Crime

Macon family seeks killer of 19-year-old, end to violence

Tycie Adams, Tavaris Veal's partner, center, holds their three month old son during a press conference held by the Veal's family and friends to ask the public for information about the shooting that killed Veal and wounded others on March, 26 outside Macon Garden Apartments Wednesday.
Tycie Adams, Tavaris Veal's partner, center, holds their three month old son during a press conference held by the Veal's family and friends to ask the public for information about the shooting that killed Veal and wounded others on March, 26 outside Macon Garden Apartments Wednesday. GEORGIA PUBLIC BROADCASTING

Three-month-old Tahji Veal didn’t cry as he slept in his mother’s arms, but plenty of tears flowed from others as his family spoke to the media Wednesday.

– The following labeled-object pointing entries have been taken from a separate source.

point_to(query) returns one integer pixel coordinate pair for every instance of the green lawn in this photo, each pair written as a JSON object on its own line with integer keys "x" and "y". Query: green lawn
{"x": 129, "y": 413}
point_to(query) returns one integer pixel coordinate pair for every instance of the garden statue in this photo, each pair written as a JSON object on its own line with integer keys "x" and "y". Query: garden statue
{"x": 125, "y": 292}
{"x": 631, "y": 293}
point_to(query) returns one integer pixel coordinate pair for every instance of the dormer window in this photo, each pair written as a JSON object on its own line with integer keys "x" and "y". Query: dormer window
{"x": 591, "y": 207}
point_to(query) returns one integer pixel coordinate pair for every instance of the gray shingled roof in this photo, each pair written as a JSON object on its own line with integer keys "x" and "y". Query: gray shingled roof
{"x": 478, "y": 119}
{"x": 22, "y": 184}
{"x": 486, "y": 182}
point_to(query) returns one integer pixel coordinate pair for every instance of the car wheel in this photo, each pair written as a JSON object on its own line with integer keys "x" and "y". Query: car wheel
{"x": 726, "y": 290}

Gathered outside Macon Gardens Apartments, they appealed to end violence while pleading to find out who killed the baby’s father, 19-year-old Tavaris Veal.

“I just want justice for my son,” Saleta Smothers said before crying curtailed her speech.

About 7:30 p.m. March 26, the teen was sitting outside building 20 of the apartment complex, tucked off Mercer University Drive behind Fire Station No. 8 across from Macon Mall.

An SUV pulled up with three or four men inside. Shots were fired from the vehicle, wounding 23-year-old Terry Brown and fatally wounding Veal, whom authorities initially identified as Tavarous. His mother spells his first name Tavaries, but his Facebook page omits the “e,” as did memorial T-shirts many were wearing.

“We just want to bury our son and leave it in God’s hands,” said his father, Trent Veal. “I trust in the sheriff’s department, and I want y’all to bring me justice.”

Investigator Cedric Penson said they are continually gathering leads in what may have been a dispute over a woman, but a motive has not been confirmed.

“There’s so many things and twists and turns,” Penson said, without divulging too much. “We pretty much have all the ingredients. We just have to determine what we’re serving.”

Deputies issued a lookout for the white SUV, possibly a Ford Explorer or Expedition.

“They need to get these guys off the street fast because they’re going to kill again,” said Trent Veal, who was wearing a T-shirt with his son’s picture on it.

His mother, Mamie Veal, asked for prayers as they grieve her grandson’s death.

“We don’t want any more violence. There’s been enough,” she said. “Right now we know how everybody else feels who has lost a loved one, and you don’t never know until it hits your family.”

More than two dozen people joined in the news conference, with about as many members of the Bibb County Sheriff’s Office, including Sheriff David Davis.

“There are people and families behind these crimes. And it affects the family and the community when these kinds of things happen,” Davis said. “We know there are people in this community that know what happened and know who’s responsible for this, and so we want them to come forward.”

Anonymous tips can be phoned into Macon Regional Crimestoppers at 877-68-CRIME. Information leading to an arrest could pay up to $1,000.

Veal’s aunt, Demetrice Mathews, emotionally begged for a societal change.

“Please y’all young people look what are y’all are doing to each other. See how you are tearing people’s family apart and tear your family apart,” Mathews said. “You’re not just losing someone to the grave, you’re losing someone to the chain gang, too, for the rest of their life of senseless things.”

The families are not the only ones affected, she said.

“Things like this just hurt everyone, not just the immediate family, hurt a community to make us look so bad as people,” Mathews said as tears rolled down her cheek. “Please just learn to get along. Let’s stop this violence. Let’s learn to talk if you have issues. Just do what’s right. Just do what’s right.”

Although Veal’s grandmother said the teen, also known as Lil’ Hog, had gotten into some “little petty stuff,” having a baby son was turning his life around.

His baby’s mother said family was important to him.

“He wasn’t a deadbeat. They took one of the good ones away,” Tycie Adams said. “He just took care of his family. He came home every day. He provided.”